El jueves de la semana pasada, el presidente de la Diputación de Ourense y hombre fuerte del PP en aquella provincia, José Luis Baltar, acudió a declarar ante el juez de instrucción número 1 de la ciudad de As Burgas con motivo de la querella presentada por el ex vicepresidente de la Xunta Anxo Quintana. Como se recordará, el inefable Baltar había acusado públicamente, y sin la más mínima prueba, durante la campaña electoral al dirigente nacionalista nada menos que del repugnante delito de maltrato doméstico.

En su comparecencia ante el juez, Baltar no negó los hechos, sino que los justificó aduciendo que forman parte de la libertad de expresión en el contexto del debate político y electoral. Sobra todo comentario; tales afirmaciones califican sobradamente a este personaje indigno de ostentar cargos públicos en una democracia seria. Pero no conviene equivocarse. Si Baltar pudo realizar su esperpéntica aportación a la campaña electoral del PP es porque ésta fue la más sucia que se recuerda, en la que se resucitó el "todo vale", incluido el juego sucio y el deterioro del sistema democrático, con el fin de destruir al adversario y recuperar el poder.

Mucho más peligrosa que la insoportable chabacanería de Baltar es la posición de Rajoy

Posiblemente, Baltar es de las personas que se inquietan cuando se difunde en las revistas científicas el parecido genético que los humanos tenemos con el chimpancé, cuando lo que debiera preocuparle es que su comportamiento real está a distancias siderales de su capacidad potencial.
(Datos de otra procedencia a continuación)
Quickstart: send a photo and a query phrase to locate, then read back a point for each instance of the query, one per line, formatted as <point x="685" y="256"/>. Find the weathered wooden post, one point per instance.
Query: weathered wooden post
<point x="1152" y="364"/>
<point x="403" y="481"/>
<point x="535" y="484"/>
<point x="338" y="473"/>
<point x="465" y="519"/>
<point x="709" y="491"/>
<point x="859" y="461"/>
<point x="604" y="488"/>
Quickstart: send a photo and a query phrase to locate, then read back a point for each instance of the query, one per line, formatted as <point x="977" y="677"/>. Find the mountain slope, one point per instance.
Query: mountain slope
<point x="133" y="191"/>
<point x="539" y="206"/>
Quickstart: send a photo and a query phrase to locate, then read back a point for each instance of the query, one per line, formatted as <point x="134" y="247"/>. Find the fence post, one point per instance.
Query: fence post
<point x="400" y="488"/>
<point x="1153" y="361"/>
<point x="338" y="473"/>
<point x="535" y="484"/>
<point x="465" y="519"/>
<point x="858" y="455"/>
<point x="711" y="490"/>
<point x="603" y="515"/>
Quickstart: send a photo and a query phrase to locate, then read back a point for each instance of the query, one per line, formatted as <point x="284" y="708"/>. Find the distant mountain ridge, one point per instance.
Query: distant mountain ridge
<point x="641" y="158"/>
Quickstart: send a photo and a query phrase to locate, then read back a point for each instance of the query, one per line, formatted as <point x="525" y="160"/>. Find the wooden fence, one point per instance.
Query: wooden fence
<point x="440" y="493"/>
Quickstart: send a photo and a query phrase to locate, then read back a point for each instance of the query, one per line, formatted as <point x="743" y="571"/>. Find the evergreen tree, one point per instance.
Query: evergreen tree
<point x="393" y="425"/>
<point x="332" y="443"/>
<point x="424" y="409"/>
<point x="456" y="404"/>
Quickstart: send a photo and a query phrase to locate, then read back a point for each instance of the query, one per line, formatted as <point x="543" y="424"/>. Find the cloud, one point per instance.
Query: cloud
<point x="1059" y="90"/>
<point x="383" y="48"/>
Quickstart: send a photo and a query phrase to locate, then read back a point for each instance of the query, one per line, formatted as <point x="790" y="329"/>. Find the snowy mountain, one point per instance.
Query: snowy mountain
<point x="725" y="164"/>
Porque cuando uno piensa que la complejidad potencial de José Luis Baltar y la de sus epígonos está cien veces más próxima a la de Einstein que a la que manifiestan la generalidad de los mamíferos, debe reconocerse que tiene mérito conseguir dar la impresión de lo contrario. Desgraciadamente, los Baltar son el producto inevitable de una situación en la que no existe un verdadero debate democrático sino alineación mecánica de posiciones, en la que el simplismo sectario ha sustituido al discurso político, en la que los intereses de partido prevalecen siempre sobre el interés general y en la que el respeto al adversario ha desaparecido por completo.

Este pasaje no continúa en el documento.